Ofsted: We need more clarity about key stage 3, says Amanda Spielman

She said: “I was working at the centre of an academy chain when the key stage 3 tests were taken away. And I think we saw, particularly in the most disadvantaged schools, pretty rapidly a sort of loss of direction about what key stage 3 was for and what young people should know and be able to do by the end of it.

“And I think the loss of that shape and structure really actually works against many young people’s interests.”

She also addressed concerns raised by Mr Gullis about the importance of KS3 diminishing.

Ms Spielman added: “I, too, have been concerned about the trend to shortening key stage 3, and extending KS4.
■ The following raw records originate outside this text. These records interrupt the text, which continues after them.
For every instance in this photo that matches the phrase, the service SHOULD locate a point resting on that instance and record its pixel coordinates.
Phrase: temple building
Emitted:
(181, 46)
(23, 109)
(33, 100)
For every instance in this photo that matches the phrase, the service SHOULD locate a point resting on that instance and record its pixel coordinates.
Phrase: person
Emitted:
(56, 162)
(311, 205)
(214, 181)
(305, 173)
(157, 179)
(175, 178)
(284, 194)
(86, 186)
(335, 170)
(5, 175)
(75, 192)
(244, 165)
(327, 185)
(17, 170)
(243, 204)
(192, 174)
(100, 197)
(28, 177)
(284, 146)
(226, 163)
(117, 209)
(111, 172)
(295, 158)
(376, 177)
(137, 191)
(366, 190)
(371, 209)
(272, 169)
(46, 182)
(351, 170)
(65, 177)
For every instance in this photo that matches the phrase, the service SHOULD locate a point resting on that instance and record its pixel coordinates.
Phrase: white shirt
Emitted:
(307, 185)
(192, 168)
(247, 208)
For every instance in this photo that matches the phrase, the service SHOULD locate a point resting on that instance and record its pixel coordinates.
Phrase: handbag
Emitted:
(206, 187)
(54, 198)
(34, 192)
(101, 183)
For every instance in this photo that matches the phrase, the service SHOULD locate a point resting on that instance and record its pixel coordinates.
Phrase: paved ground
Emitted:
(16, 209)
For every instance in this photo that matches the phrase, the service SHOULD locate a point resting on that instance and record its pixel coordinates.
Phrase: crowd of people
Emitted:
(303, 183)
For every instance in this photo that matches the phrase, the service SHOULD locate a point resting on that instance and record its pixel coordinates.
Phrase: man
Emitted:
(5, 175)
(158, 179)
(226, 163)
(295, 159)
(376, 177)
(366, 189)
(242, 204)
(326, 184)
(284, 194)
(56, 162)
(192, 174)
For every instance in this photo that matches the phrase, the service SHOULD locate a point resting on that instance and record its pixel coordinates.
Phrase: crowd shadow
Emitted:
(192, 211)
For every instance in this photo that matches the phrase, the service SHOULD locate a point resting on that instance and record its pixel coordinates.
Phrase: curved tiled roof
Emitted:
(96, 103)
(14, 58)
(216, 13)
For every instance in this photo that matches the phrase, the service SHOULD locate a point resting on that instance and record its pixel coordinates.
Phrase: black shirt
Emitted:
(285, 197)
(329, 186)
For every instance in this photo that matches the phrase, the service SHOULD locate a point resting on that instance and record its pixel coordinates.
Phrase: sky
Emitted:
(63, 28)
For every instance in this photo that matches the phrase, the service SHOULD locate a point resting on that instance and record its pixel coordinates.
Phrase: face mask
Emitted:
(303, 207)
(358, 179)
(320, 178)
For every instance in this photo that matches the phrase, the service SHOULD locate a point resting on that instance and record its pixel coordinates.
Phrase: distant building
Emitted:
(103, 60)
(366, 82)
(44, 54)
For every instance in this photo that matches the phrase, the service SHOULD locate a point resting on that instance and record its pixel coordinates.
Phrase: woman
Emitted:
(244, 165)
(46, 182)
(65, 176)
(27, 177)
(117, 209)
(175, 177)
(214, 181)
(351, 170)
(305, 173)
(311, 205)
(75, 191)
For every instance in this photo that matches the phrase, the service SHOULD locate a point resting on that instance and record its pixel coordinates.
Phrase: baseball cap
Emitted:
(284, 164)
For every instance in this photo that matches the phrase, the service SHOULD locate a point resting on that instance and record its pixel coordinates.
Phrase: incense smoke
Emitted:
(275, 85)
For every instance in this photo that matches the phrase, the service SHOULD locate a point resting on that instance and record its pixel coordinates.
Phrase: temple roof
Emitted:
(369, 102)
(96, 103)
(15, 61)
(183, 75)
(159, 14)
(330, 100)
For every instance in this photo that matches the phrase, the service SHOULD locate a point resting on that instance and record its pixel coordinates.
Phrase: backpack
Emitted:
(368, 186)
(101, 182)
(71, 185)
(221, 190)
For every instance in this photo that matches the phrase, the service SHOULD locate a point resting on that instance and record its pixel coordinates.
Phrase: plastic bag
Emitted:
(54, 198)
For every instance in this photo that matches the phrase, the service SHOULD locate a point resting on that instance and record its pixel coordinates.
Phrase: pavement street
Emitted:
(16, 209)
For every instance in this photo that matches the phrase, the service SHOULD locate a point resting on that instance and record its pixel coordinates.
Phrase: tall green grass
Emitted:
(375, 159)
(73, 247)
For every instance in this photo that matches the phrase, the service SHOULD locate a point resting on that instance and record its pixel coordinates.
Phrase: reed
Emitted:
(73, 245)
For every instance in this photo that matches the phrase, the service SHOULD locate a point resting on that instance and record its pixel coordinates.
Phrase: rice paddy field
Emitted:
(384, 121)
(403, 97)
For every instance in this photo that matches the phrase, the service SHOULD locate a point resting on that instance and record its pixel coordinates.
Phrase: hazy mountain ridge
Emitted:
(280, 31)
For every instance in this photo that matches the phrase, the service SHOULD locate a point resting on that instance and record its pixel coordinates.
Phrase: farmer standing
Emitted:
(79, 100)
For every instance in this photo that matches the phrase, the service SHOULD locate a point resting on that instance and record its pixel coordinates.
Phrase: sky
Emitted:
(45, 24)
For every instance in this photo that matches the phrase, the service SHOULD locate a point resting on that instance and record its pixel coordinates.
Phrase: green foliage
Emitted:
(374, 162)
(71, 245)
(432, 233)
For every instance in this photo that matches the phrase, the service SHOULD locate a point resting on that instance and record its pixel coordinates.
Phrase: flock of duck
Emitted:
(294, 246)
“And, of course, the confounding factor is that there are cases in which that model is used in an intelligent way to make a coherent five-year programme, and where there is no loss of breadth of education, and no loss of flexibility of young people to choose different directions from that.

“But in some cases, and we reported in the first six months of EIF [the Education Inspection Framework] on a number where that shortening and limitation of young people’s choices really seemed to be to be narrowing their opportunities, channelling them into premature decisions and often channelling them into early decisions that were going to restrict their post-16 choices.

“So, in short, I think more structure and clarity about the end of key stage 3 in its own right - about what the experience and outcomes that young people should have - would be a good thing.”

The decision of some schools to finish key stage three before year nine and run a three-year GCSE programme has been a source of major controversy since Ofsted launched its new curriculum focused inspection framework in 2019.